ADR 079 and the backup portion of ADR 056 are superseded by this decision. Secret management remains tool-agnostic — recommend ESO or Sealed Secrets, reference via SecretKeySelector fields, integrate via extraManifests. The database configuration uses a tiered model: CNPG (Tier 1) with cluster_name reference, Managed Postgres (Tier 2) with direct connection details plus pvc_name and volume_snapshot_class_name for backup, and External (Tier 3) with operator-opaque credentials. The KeycloakDatabaseConfig model supports both the new tiered fields (cnpg, managed, external) and the legacy flat fields for backward compatibility. Legacy flat-field configs (no cnpg/managed/external sub-object) normalize to the 'external' tier — see ADR-091 for the compatibility contract. When a major version bump is detected, the operator triggers a tier-appropriate pre-upgrade backup: CNPG Backup CR for Tier 1, VolumeSnapshot for Tier 2, warn-and-proceed for Tier 3 (external and flat-field configs, which are out of scope for operator-managed backups). The spec.upgradePolicy section controls upgrade behavior including backupTimeout, strategy (Recreate or BlueGreen), and autoTeardown. See ADR-092 for the full blue-green state machine design. Semver image tag enforcement is conditional on upgradePolicy being present — without it, non-semver tags like :latest are accepted. Ingress maintenance mode can be toggled via spec.maintenanceMode to block or limit traffic during upgrades. JGroups cache isolation via spec.cacheIsolation ensures blue and green deployments do not share Infinispan caches. When implementing new features that interact with database configuration, always check the tier property to determine which backup strategy applies. When creating deployments, respect the cacheIsolation settings for JGroups cluster name and discovery service label selectors.

Rejected Alternatives

Rolling update for Keycloak upgrades

Keycloak does not support mixed-version clusters. Old and new pods would share Infinispan caches with incompatible serialization formats, causing data corruption and session loss.
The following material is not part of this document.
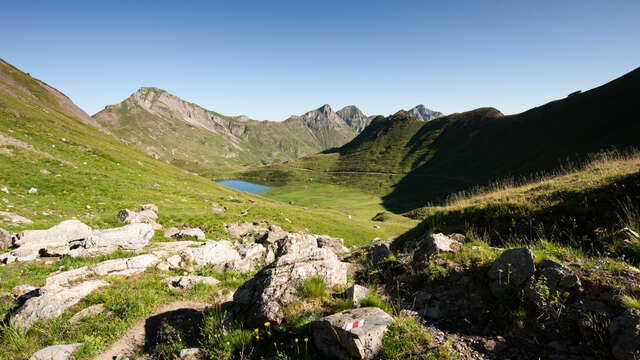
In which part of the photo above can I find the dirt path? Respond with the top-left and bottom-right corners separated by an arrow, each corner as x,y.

Single-database in-place upgrade

No rollback path if migration fails. Database schema changes in major Keycloak versions are destructive and cannot be reversed without a backup. This was the core objection in ADR 079 and remains valid.

Operator manages database migrations directly

Database migration is Keycloak's responsibility (Liquibase). The operator should orchestrate the environment (backup, deploy, verify) but not reimplement migration logic.

Block upgrades by default for external databases

Blocking until manual annotation is safe but hostile for users who accept the risk. The operator warns loudly and proceeds — external databases are out of scope for operator-managed backups.

General-purpose backup feature

Would replicate ADR 056's rejected approach — maintaining storage connectors, duplicating Velero/CNPG. Pre-upgrade backup is narrowly scoped to the upgrade workflow, using existing Kubernetes APIs.